Eliminating Facility-Acquired Pressure Ulcers at Ascension Health
Joint Commission Journal on Quality and Patient Safety, Volume 32, Number 9, September 2006, pp. 488-496(9)
Background: In 2004, as part of Ascension Health's "Healthcare That Is Safe" initiative, St. Vincent's Medical Center, as an alpha site, was charged with defining best practices to eliminate facility-acquired pressure ulcers. A comprehensive plan, including the "SKIN" (Surfaces, Keep the patients turning, Incontinence management, Nutrition) bundle, was developed. Results: The incidence of pressure ulcers decreased from > 2% to < 1% from December 2004 through February 2006. No new Stage III or IV facility-acquired pressure ulcers occurred between August 2004 and February 2006. Weekly SKIN operations meetings and use of the SKIN process tool ensured that all at-risk patients were receiving appropriate interventions. Reporting and Spread: The alpha site work and SKIN bundle were presented to all 67 Ascension Health acute care facilities at a rapid-design-format Pressure Ulcer Summit in mid 2005. All acute care facilities agreed to a single model of care using the SKIN bundle and common measures of quality and performance. Discussion: The St. Vincent's alpha site initiative in pressure ulcer prevention, enabled it to identify at-risk populations, implement appropriate actions, and achieve positive, measurable, meaningful results. Conclusion: The SKIN program was adopted and is being implemented throughout Ascension Health.

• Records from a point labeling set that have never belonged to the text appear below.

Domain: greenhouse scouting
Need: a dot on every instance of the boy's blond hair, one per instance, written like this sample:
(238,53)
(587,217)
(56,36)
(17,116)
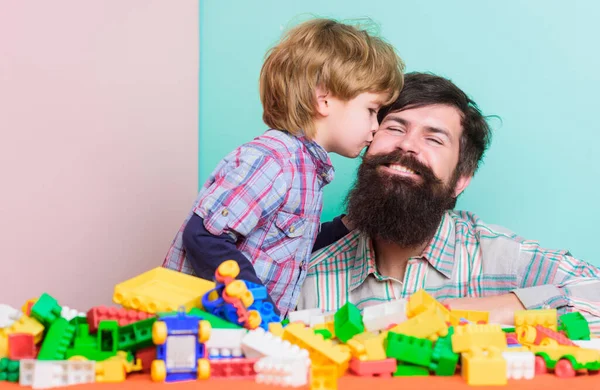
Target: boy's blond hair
(343,59)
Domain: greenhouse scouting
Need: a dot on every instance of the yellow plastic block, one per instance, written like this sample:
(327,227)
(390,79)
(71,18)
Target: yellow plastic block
(483,369)
(544,317)
(161,289)
(321,352)
(276,329)
(323,377)
(429,324)
(420,302)
(471,336)
(469,315)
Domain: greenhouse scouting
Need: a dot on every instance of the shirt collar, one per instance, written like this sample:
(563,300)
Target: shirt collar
(320,158)
(439,253)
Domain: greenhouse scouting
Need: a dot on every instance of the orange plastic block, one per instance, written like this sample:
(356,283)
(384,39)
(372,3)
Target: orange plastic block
(323,377)
(161,290)
(420,302)
(546,318)
(478,317)
(233,368)
(321,352)
(479,368)
(471,336)
(429,324)
(381,368)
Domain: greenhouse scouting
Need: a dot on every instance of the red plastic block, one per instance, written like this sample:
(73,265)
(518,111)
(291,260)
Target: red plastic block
(146,355)
(21,346)
(232,368)
(381,368)
(122,316)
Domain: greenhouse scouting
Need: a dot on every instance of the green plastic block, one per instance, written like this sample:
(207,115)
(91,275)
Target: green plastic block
(9,370)
(57,340)
(324,332)
(136,335)
(347,322)
(408,349)
(46,310)
(410,370)
(443,360)
(575,326)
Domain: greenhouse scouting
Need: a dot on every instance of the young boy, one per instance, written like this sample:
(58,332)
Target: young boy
(320,88)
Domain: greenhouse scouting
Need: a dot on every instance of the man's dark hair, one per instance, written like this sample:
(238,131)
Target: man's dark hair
(423,89)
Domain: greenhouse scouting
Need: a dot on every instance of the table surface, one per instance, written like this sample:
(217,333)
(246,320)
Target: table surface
(542,382)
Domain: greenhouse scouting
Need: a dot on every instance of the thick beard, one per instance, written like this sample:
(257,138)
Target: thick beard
(394,208)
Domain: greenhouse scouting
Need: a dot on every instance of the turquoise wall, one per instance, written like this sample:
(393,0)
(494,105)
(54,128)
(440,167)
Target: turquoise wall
(534,63)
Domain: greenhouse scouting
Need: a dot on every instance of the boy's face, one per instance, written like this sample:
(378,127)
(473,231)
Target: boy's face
(351,124)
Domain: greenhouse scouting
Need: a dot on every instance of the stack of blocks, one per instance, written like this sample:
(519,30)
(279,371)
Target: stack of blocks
(178,327)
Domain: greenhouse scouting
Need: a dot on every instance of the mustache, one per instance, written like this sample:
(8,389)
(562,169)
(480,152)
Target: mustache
(401,158)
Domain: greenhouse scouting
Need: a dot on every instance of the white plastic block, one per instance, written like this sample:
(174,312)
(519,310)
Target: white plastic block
(382,315)
(282,371)
(519,365)
(8,315)
(225,343)
(304,315)
(258,343)
(590,344)
(45,374)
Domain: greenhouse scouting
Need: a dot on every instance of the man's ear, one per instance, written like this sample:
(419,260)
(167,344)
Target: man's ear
(322,96)
(461,184)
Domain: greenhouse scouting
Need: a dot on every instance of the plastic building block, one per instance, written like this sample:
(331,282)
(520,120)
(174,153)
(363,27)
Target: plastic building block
(546,318)
(9,370)
(57,340)
(48,374)
(519,365)
(348,322)
(538,335)
(21,346)
(46,310)
(409,349)
(180,351)
(225,343)
(233,368)
(304,316)
(481,368)
(410,370)
(575,326)
(384,315)
(443,359)
(257,343)
(323,377)
(321,352)
(8,315)
(421,301)
(379,368)
(474,316)
(292,372)
(146,356)
(428,324)
(121,315)
(136,335)
(482,336)
(161,289)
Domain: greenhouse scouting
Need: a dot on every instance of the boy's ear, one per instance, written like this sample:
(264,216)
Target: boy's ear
(322,96)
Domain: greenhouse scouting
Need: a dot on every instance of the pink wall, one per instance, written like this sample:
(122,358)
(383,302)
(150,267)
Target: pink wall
(98,142)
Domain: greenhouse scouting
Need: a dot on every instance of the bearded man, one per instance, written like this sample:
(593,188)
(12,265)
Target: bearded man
(406,236)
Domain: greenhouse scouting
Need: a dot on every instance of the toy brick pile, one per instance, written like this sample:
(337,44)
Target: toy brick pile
(178,327)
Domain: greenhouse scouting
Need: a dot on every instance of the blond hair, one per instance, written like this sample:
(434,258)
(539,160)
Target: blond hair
(343,59)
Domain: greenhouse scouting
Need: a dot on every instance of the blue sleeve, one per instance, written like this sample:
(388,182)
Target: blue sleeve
(206,252)
(330,233)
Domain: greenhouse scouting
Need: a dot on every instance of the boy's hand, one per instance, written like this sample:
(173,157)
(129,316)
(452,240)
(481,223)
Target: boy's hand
(501,307)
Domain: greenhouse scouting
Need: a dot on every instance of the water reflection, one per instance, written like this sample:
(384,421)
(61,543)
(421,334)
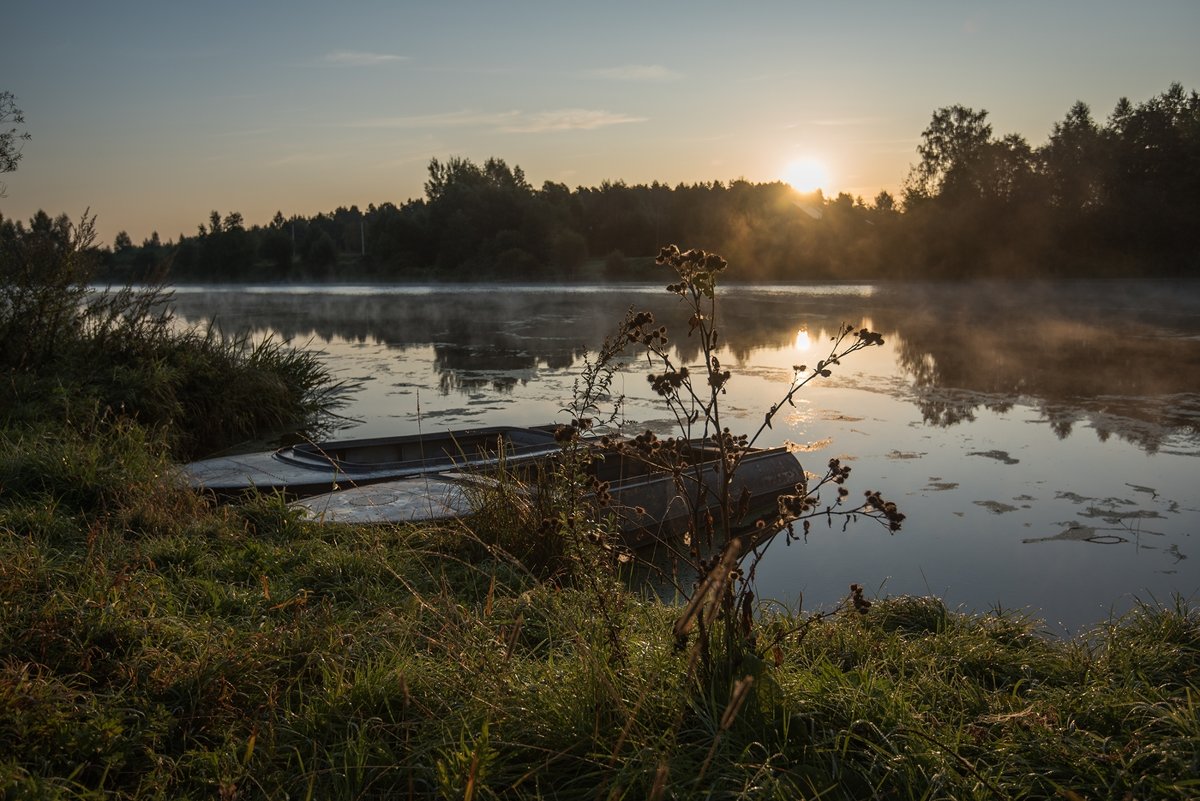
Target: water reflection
(971,415)
(1122,359)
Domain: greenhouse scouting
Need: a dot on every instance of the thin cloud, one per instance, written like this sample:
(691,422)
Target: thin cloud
(652,73)
(570,119)
(448,120)
(845,121)
(361,59)
(573,119)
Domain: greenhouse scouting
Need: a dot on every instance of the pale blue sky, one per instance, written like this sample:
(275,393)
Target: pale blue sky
(153,114)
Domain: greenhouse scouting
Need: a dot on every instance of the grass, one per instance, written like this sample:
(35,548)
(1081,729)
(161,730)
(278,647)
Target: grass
(156,646)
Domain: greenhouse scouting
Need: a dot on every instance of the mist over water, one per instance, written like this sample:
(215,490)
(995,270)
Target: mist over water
(1042,439)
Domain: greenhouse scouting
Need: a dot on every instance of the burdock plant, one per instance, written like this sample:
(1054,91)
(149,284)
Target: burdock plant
(721,543)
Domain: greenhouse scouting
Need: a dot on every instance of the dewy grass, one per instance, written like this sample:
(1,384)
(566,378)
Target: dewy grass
(243,652)
(153,646)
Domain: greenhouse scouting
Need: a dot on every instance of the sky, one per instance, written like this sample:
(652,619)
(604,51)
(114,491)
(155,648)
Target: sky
(154,114)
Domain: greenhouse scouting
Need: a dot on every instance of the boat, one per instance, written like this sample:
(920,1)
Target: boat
(641,503)
(315,468)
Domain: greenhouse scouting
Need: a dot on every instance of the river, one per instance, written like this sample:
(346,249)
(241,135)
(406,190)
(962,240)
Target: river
(1042,439)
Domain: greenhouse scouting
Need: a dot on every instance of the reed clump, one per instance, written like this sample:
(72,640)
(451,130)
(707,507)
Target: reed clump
(72,354)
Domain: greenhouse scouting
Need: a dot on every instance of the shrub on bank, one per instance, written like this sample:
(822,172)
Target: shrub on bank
(73,354)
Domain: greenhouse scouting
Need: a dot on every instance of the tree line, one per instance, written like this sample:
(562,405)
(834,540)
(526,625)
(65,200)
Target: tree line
(1119,197)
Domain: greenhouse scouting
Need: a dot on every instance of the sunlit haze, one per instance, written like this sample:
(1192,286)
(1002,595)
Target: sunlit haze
(154,114)
(807,175)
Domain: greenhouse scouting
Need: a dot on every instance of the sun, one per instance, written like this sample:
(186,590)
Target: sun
(807,175)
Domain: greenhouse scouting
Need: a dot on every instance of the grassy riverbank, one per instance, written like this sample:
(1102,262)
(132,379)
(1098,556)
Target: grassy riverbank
(155,646)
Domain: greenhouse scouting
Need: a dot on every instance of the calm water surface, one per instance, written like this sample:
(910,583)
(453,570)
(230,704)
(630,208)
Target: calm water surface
(1044,440)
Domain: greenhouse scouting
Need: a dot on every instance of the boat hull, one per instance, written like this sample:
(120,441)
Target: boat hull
(311,469)
(645,505)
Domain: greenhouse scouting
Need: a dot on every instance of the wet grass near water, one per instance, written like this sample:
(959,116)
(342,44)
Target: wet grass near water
(157,646)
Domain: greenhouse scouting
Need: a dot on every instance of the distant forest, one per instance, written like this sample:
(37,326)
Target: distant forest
(1117,198)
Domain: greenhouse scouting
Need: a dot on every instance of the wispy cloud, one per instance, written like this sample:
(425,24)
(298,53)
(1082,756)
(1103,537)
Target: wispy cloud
(845,121)
(361,59)
(447,120)
(571,119)
(651,73)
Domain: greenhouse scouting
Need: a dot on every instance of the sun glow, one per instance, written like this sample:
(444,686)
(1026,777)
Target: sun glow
(807,175)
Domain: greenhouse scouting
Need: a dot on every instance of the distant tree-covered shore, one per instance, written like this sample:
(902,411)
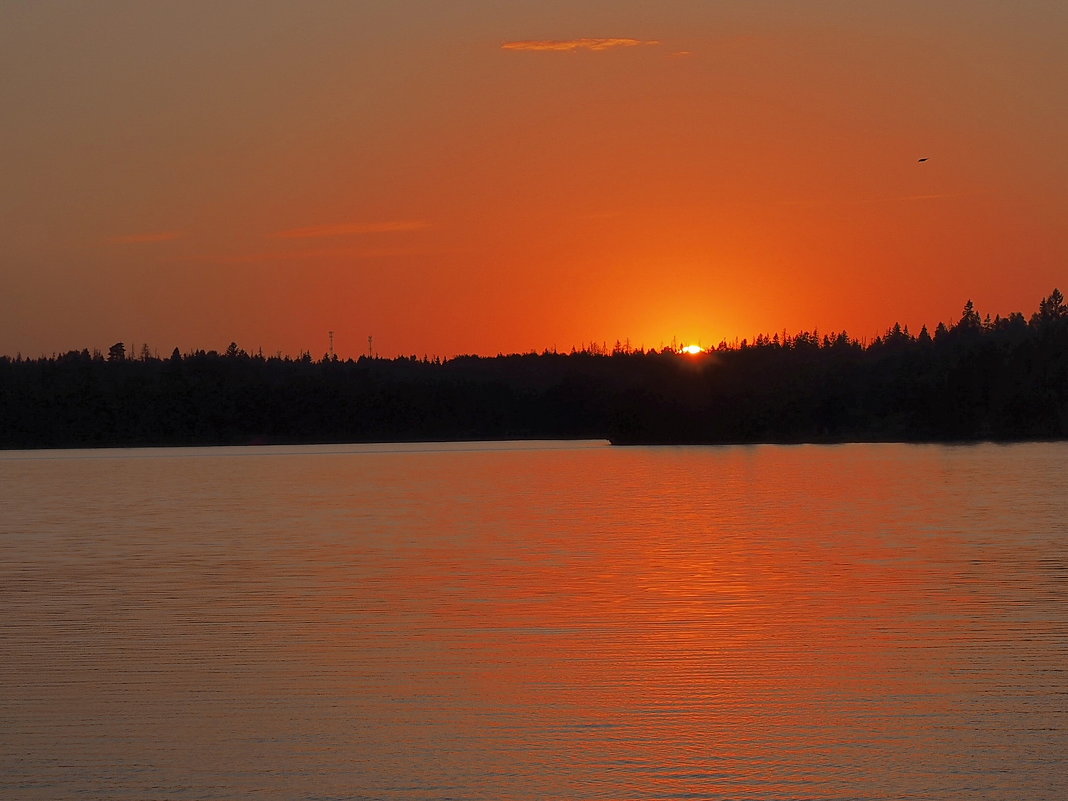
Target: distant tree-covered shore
(979,378)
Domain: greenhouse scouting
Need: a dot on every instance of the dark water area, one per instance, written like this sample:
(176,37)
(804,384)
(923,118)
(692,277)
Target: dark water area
(535,621)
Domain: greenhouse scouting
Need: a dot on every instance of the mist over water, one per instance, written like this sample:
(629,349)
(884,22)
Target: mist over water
(533,621)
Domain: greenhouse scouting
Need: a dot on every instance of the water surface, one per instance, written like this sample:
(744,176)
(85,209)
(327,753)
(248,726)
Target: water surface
(534,621)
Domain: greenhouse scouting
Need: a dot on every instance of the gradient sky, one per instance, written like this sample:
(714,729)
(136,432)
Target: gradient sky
(475,176)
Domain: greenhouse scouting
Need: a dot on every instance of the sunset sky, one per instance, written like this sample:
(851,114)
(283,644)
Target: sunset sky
(476,176)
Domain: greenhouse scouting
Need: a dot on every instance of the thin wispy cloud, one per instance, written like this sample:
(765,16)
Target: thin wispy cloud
(159,236)
(571,45)
(350,229)
(336,254)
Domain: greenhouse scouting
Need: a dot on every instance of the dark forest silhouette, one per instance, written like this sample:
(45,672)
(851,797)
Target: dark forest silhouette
(980,378)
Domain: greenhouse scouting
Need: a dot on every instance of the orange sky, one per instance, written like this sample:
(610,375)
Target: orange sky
(483,176)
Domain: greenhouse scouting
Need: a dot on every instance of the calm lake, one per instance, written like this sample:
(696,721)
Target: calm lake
(535,621)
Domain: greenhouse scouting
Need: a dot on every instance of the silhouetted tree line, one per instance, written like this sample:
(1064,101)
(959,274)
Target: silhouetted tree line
(979,378)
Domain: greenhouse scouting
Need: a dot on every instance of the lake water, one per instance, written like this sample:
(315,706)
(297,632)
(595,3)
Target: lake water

Preventing Pressure Ulcers in Connecticut Hospitals by Using the Plan-Do-Study-Act Model of Quality Improvement
Joint Commission Journal on Quality and Patient Safety, Volume 30, Number 4, April 2004, pp. 205-214 (10)
Background: Seventeen hospitals and the Peer Review Organization of Connecticut (Qualidigm) attempted to increase early identification of high-risk patients and utilization of pressure ulcer preventive measures. Methods: A multihospital retrospective cohort study with medical record abstraction was used to obtain a total of 1,955 (baseline) and 891 (follow-up) patients aged 65 years and older discharged after treatment for pneumonia, cerebrovascular disease, or congestive heart failure with a length of stay five days. During a nine-month period, the hospitals conducted four plan-do-study-act improvement cycles and shared their results in conference calls and group meetings. Results: Statistically significant increases were noted from baseline to follow-up in identification of high-risk patients, repositioning of bed-bound or chair-bound patients, nutritional consults in malnourished patients, and staging of acquired Stage II pressure ulcers. Daily skin assessments occurred at a high rate in both periods. There were no statistically significant changes in other processes of care, pressure ulcer incidence, or mortality. Discussion: Performance of four pressure ulcer prevention processes of care increased concurrently with a multifaceted improvement intervention.